According to Hoegen, Amac also performs completions and refurbishment projects on “smaller aircraft such as Global Expresses and Gulfstreams [usually carried out in the smaller, original hangar],” and he added, “We have just delivered a fully refurbished Global. It’s the first Global we did using our own internal design capability.” But Amac is “focused on the VVIP market,” he noted.


Waleed Muhiddin, vice president strategic operations and business development, indicated that another 747-8 completion could be close to being under contract, and also said the company would definitely not look at providing modular completions solutions similar to those introduced by Airbus and the likes of SR Technics in the past couple of years. In his view, this approach is not right for the VVIP market, and suggested that such concepts were ill-conceived, given the demands likely from customers during projects, which could cause them to make costly alterations anyway.


Pilatus Dealership


Through Amac Aerospace Turkey A.S., the company has a hangar at Istanbul Ataturk Airport for its PC-12 and Dassault Falcon maintenance work; the Turkish operation is the exclusive distributor for Pilatus Aircraft in the region, and is an authorized service center for Falcon Jets.


In October Amac announced it will take delivery of two PC-24 twin-engine jets in 2019 for use as demonstration aircraft (one it ordered as part of the orders announced at the EBACE show in May, while the second has been added since).

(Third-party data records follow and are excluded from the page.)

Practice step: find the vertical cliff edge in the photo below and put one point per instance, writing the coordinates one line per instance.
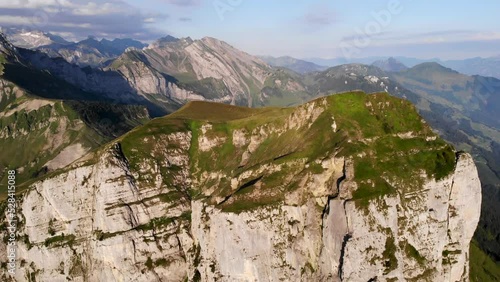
(350, 187)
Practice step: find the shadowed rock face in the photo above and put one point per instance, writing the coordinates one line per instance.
(320, 192)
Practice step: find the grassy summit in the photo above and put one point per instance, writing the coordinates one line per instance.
(389, 143)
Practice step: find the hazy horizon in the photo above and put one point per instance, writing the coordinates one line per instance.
(313, 29)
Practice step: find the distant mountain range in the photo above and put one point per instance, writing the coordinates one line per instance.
(132, 78)
(299, 66)
(87, 52)
(390, 65)
(474, 66)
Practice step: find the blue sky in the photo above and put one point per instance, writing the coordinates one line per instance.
(300, 28)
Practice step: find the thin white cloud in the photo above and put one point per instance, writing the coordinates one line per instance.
(182, 3)
(110, 18)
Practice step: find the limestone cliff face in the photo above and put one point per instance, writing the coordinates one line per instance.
(257, 195)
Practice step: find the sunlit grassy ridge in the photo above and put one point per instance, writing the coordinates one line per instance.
(388, 141)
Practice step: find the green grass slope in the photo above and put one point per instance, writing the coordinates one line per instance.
(34, 131)
(368, 132)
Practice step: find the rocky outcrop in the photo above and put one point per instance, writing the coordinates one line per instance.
(155, 206)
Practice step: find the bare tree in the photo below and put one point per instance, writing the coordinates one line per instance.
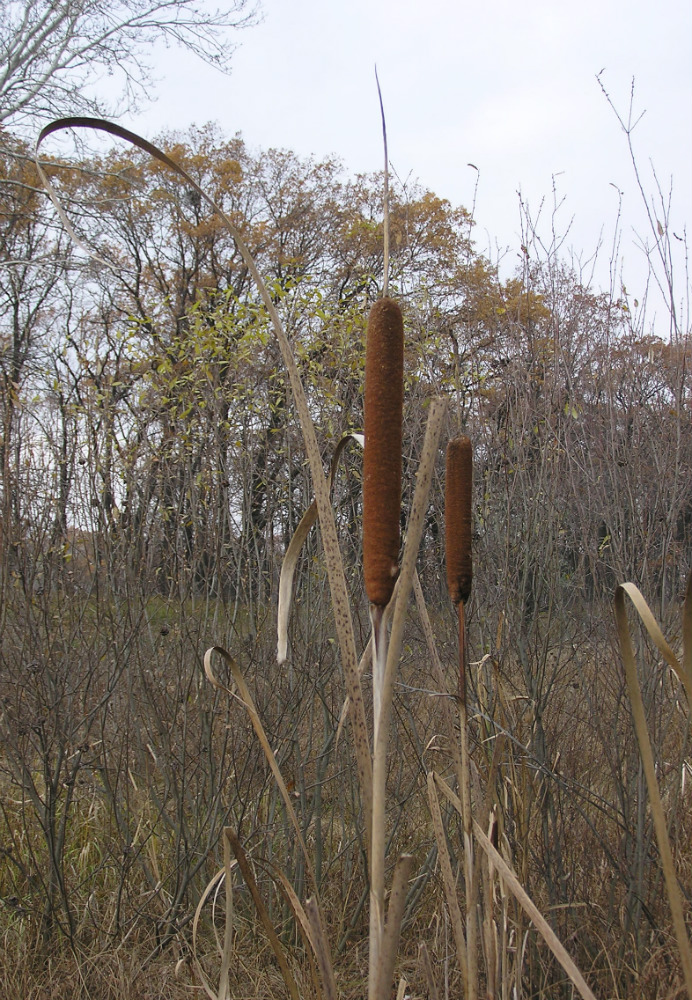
(53, 55)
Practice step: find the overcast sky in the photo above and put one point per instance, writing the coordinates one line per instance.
(506, 86)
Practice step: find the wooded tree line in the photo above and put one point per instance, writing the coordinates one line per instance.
(152, 475)
(146, 429)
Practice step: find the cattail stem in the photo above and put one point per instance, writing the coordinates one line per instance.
(384, 380)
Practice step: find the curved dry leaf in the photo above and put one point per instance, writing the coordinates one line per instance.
(245, 698)
(658, 815)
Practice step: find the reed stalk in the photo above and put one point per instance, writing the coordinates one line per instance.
(384, 397)
(458, 493)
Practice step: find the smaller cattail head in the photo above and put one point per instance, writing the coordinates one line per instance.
(458, 488)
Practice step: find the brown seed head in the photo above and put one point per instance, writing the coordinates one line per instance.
(384, 398)
(459, 482)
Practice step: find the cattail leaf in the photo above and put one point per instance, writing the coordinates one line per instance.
(458, 493)
(513, 884)
(648, 765)
(448, 878)
(246, 699)
(384, 374)
(263, 915)
(290, 560)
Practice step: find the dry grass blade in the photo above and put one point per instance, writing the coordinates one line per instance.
(290, 560)
(385, 248)
(428, 969)
(514, 885)
(384, 397)
(263, 915)
(687, 631)
(335, 569)
(395, 914)
(658, 815)
(539, 921)
(654, 630)
(246, 699)
(458, 495)
(222, 877)
(321, 946)
(304, 927)
(448, 877)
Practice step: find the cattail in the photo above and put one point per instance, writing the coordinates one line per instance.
(384, 398)
(459, 480)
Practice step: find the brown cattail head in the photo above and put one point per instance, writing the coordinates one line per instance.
(459, 481)
(384, 399)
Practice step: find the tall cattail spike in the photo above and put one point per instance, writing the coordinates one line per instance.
(458, 489)
(384, 397)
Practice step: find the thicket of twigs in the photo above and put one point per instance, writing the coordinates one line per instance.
(153, 475)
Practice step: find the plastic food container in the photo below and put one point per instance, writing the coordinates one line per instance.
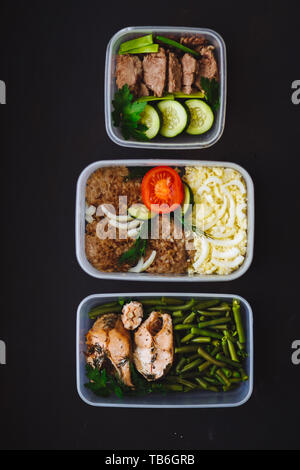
(183, 141)
(194, 399)
(80, 224)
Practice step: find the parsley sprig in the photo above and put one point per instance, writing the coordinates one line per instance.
(127, 115)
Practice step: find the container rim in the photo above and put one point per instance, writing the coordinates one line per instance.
(167, 294)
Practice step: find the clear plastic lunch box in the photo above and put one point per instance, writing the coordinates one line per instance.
(80, 224)
(194, 399)
(183, 141)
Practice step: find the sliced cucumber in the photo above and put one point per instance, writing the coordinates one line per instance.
(202, 117)
(139, 211)
(150, 118)
(174, 118)
(188, 199)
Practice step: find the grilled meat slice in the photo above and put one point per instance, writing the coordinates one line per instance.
(189, 70)
(132, 315)
(108, 340)
(129, 70)
(155, 71)
(174, 73)
(154, 350)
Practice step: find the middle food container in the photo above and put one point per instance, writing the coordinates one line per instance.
(147, 276)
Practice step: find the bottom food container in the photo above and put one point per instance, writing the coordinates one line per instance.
(194, 399)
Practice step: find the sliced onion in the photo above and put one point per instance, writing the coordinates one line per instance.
(112, 216)
(138, 267)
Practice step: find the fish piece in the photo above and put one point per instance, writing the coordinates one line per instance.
(109, 340)
(154, 350)
(132, 315)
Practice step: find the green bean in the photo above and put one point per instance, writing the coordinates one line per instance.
(191, 365)
(187, 306)
(187, 383)
(204, 332)
(202, 383)
(209, 358)
(183, 327)
(107, 304)
(238, 321)
(244, 376)
(219, 327)
(228, 361)
(186, 349)
(200, 339)
(189, 318)
(217, 321)
(223, 377)
(187, 338)
(101, 311)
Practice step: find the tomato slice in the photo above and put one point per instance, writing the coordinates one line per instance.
(162, 189)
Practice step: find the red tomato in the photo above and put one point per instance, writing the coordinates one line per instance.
(162, 189)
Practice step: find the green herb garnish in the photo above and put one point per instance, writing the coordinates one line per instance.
(211, 90)
(127, 115)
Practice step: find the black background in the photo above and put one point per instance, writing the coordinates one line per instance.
(52, 60)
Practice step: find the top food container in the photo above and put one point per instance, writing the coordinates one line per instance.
(183, 141)
(129, 276)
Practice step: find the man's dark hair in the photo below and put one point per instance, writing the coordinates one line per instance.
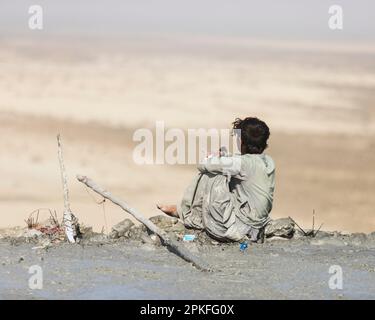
(254, 134)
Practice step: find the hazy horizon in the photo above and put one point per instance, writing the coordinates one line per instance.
(287, 20)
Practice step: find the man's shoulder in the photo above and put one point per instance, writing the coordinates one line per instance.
(261, 160)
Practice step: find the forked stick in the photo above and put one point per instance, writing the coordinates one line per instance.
(166, 240)
(67, 216)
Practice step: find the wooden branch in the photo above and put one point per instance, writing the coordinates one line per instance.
(166, 240)
(67, 216)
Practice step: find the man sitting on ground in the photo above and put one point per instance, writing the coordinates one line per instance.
(232, 196)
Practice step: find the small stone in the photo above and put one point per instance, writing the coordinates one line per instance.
(121, 228)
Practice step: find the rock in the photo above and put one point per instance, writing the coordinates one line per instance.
(357, 239)
(120, 229)
(164, 222)
(31, 233)
(283, 227)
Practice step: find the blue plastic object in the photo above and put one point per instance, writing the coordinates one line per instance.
(243, 246)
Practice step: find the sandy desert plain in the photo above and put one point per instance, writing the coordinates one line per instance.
(317, 99)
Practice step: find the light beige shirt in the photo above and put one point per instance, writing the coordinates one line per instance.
(252, 182)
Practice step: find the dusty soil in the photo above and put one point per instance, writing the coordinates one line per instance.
(130, 269)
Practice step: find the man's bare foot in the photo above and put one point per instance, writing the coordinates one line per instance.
(170, 210)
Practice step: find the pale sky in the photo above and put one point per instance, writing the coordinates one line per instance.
(280, 19)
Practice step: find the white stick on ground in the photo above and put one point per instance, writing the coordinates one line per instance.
(170, 243)
(67, 216)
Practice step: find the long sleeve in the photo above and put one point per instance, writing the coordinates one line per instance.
(229, 166)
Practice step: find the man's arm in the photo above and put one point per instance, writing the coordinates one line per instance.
(229, 166)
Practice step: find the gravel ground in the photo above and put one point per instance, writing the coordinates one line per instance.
(278, 269)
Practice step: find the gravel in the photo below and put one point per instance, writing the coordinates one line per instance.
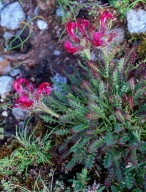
(12, 15)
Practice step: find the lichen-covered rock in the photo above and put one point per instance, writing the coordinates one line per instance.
(136, 21)
(5, 85)
(12, 15)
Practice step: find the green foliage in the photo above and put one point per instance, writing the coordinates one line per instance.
(79, 184)
(101, 120)
(31, 151)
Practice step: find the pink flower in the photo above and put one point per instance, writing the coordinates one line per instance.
(70, 48)
(20, 82)
(70, 26)
(28, 97)
(78, 27)
(44, 88)
(97, 41)
(24, 102)
(103, 17)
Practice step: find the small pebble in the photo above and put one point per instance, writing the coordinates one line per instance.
(57, 52)
(42, 25)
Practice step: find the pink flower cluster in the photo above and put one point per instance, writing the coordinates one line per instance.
(82, 33)
(29, 97)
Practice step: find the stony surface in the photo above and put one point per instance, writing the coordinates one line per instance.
(5, 85)
(136, 21)
(5, 66)
(12, 15)
(1, 6)
(42, 25)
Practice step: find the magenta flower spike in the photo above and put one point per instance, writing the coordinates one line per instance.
(82, 24)
(103, 17)
(97, 41)
(70, 26)
(20, 82)
(30, 98)
(27, 95)
(24, 102)
(70, 48)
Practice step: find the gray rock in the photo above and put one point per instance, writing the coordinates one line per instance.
(12, 15)
(60, 80)
(15, 72)
(5, 85)
(57, 52)
(60, 11)
(20, 113)
(8, 35)
(136, 20)
(42, 25)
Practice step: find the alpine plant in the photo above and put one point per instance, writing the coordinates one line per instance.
(83, 35)
(30, 97)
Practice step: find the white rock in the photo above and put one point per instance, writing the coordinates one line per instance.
(15, 72)
(20, 113)
(60, 11)
(57, 52)
(5, 114)
(12, 15)
(42, 25)
(136, 20)
(5, 85)
(1, 6)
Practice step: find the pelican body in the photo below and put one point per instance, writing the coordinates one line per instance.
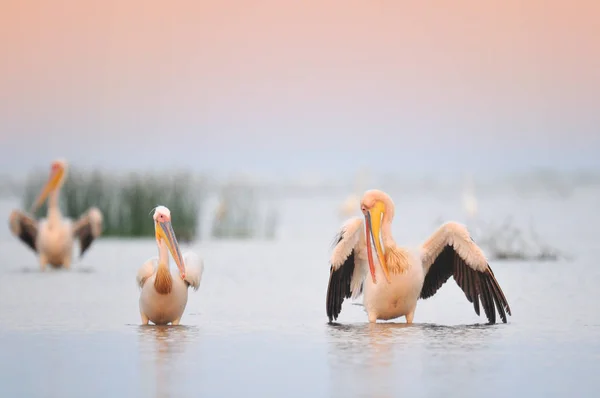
(164, 292)
(400, 276)
(52, 238)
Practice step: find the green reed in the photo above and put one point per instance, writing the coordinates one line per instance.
(126, 202)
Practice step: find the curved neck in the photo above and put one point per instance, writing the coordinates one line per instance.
(163, 254)
(163, 282)
(386, 221)
(54, 214)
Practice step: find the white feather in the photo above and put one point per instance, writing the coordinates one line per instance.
(194, 268)
(350, 238)
(146, 271)
(353, 239)
(457, 236)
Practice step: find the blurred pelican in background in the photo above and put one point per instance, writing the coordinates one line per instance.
(52, 237)
(164, 294)
(404, 276)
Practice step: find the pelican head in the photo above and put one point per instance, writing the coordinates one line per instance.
(164, 233)
(58, 174)
(376, 204)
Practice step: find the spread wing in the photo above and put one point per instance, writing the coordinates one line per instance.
(348, 266)
(194, 268)
(88, 228)
(451, 251)
(24, 227)
(146, 271)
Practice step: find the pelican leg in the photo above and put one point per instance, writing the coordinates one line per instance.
(43, 261)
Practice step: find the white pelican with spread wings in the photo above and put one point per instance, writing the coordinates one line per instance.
(52, 237)
(404, 276)
(164, 293)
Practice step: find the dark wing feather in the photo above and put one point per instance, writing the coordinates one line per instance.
(85, 238)
(477, 285)
(338, 288)
(24, 227)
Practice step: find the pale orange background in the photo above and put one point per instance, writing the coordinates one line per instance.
(264, 84)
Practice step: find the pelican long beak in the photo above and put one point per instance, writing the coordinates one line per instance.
(373, 217)
(56, 177)
(165, 232)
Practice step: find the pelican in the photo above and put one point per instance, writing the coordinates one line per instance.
(52, 237)
(164, 294)
(403, 275)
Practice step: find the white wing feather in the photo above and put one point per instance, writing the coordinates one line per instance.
(194, 268)
(146, 271)
(352, 239)
(457, 236)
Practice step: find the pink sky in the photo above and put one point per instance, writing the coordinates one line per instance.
(233, 76)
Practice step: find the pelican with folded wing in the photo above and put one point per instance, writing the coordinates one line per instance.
(404, 276)
(164, 294)
(52, 237)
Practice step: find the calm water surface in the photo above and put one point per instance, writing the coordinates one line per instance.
(257, 326)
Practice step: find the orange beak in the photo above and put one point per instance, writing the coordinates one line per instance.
(373, 228)
(56, 177)
(165, 232)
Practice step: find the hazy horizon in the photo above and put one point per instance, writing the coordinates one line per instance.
(313, 87)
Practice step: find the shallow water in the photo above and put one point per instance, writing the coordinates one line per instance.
(257, 326)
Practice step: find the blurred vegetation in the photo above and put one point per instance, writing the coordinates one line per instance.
(509, 242)
(238, 215)
(126, 202)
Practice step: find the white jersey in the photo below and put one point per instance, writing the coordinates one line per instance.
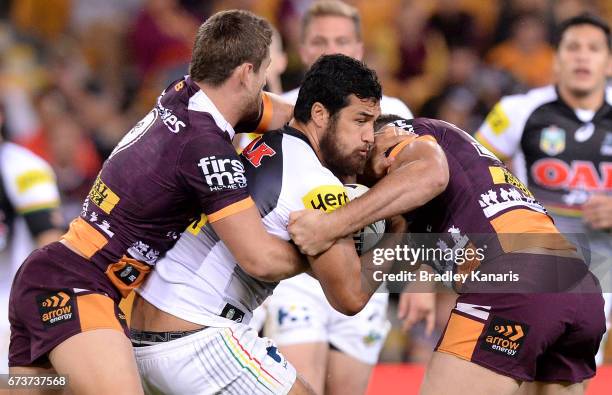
(199, 280)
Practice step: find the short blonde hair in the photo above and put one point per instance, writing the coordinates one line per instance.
(331, 8)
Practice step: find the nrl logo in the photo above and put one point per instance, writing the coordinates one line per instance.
(552, 140)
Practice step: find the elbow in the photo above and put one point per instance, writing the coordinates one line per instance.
(259, 269)
(351, 305)
(437, 184)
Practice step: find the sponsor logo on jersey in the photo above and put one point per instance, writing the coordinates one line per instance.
(196, 226)
(372, 338)
(584, 132)
(223, 173)
(556, 174)
(232, 312)
(496, 200)
(30, 179)
(504, 337)
(501, 175)
(56, 308)
(172, 122)
(326, 198)
(127, 274)
(497, 120)
(102, 196)
(606, 145)
(255, 155)
(142, 252)
(273, 353)
(180, 85)
(294, 316)
(552, 140)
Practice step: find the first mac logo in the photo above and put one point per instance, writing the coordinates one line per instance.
(223, 173)
(56, 308)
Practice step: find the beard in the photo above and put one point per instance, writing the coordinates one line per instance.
(342, 164)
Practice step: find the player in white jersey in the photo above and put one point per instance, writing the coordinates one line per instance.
(559, 141)
(200, 295)
(324, 344)
(29, 218)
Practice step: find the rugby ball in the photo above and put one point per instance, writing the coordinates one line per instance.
(366, 238)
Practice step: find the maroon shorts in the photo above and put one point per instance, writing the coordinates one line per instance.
(548, 337)
(57, 294)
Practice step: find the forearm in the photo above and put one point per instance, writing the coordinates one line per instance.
(401, 191)
(339, 272)
(282, 260)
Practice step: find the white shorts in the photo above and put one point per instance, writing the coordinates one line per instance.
(599, 358)
(298, 313)
(233, 360)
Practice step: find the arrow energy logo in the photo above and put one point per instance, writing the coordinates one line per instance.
(504, 337)
(56, 308)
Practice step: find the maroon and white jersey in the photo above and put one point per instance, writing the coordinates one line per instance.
(175, 164)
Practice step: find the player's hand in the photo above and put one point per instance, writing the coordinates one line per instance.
(310, 232)
(597, 212)
(379, 162)
(414, 307)
(397, 224)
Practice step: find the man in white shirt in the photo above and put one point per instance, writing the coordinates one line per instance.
(335, 353)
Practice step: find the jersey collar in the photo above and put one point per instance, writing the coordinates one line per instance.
(202, 103)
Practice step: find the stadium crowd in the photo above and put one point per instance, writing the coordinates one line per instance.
(76, 75)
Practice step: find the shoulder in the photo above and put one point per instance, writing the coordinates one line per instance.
(291, 96)
(393, 105)
(17, 159)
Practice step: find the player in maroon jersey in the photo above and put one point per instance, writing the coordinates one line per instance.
(176, 163)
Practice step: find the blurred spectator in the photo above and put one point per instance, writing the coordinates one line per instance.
(457, 26)
(470, 89)
(63, 143)
(512, 10)
(423, 55)
(278, 64)
(526, 54)
(29, 218)
(160, 41)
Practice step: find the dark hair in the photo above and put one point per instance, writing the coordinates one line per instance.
(386, 119)
(583, 19)
(331, 80)
(225, 41)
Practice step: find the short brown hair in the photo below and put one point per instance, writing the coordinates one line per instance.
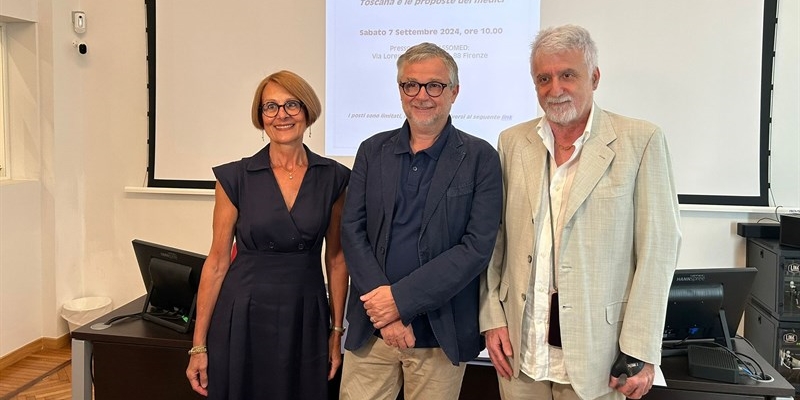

In addition to its Basel facilities, the company has an office in Zurich for aircraft management and charter service. The company has some 16 aircraft under management, from a PC-12 to MD-80 and ACJ A320 executive airliners. The charter is brokered, which Schramm describes as “a convenience for customers;” managed aircraft are not available for charter. The company also has a regional sales office for Pilatus aircraft in Beirut, currently idle due to the country’s unstable political situation.


Amac operates on two principles, Schramm said. First, having complete in-house capability for all interior design, fabrication, testing and certification work, which gives the company complete control over its projects. The second is that, “we have flat hierarchies in our company. The doors of management are open to everyone. We want to run it like a family business because, in the end, it’s the people on the hangar floor [that are responsible for the company’s success].”